Inductive Power Grid Cascading Failure Analysis with GRU-Gated Graph Attention
For power grid operators, this provides a transferable method to identify vulnerable lines in unseen grids without retraining, addressing a key limitation of existing approaches.
The paper tackles the problem of identifying vulnerable transmission lines in power grids before cascading failures occur, with a focus on zero-shot transfer to unseen grids. The proposed GRU-gated Graph Attention Network, trained on combined data from limited grids, successfully transfers to new grids and identifies more vulnerable lines than baselines.
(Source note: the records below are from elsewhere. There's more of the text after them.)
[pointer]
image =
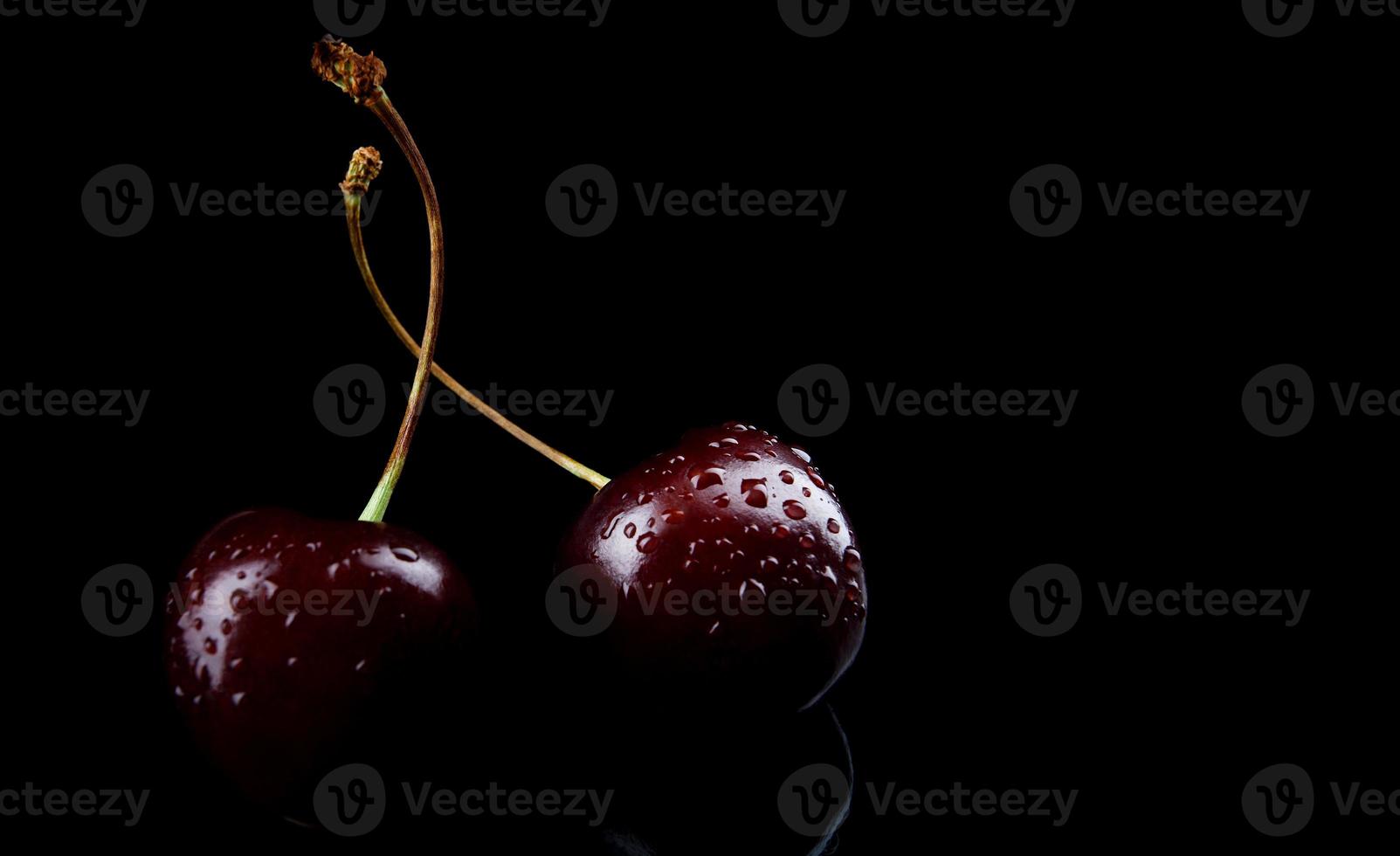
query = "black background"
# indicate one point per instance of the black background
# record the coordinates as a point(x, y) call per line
point(924, 282)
Identifying vulnerable transmission lines in power grids before a cascading failure occurs is challenging: existing methods can learn inter-line failure correlations from cascade data, but they are trained and evaluated on a single grid, and transferring the learned knowledge to an unseen grid remains an open problem. We address this by training a single Gated Recurrent Unit (GRU)-gated Graph Attention Network on combined cascading failure data from limited training grids and applying it directly to any unseen grid without retraining. A GRU gate controls what information each node retains or discards at each cascade iteration. Empirical evaluation shows that the model transfers zero-shot to multiple new grids spanning inter-time and inter-domain settings. Using information extracted from the trained model, we consistently identify more vulnerable lines than established structural and electrical baselines.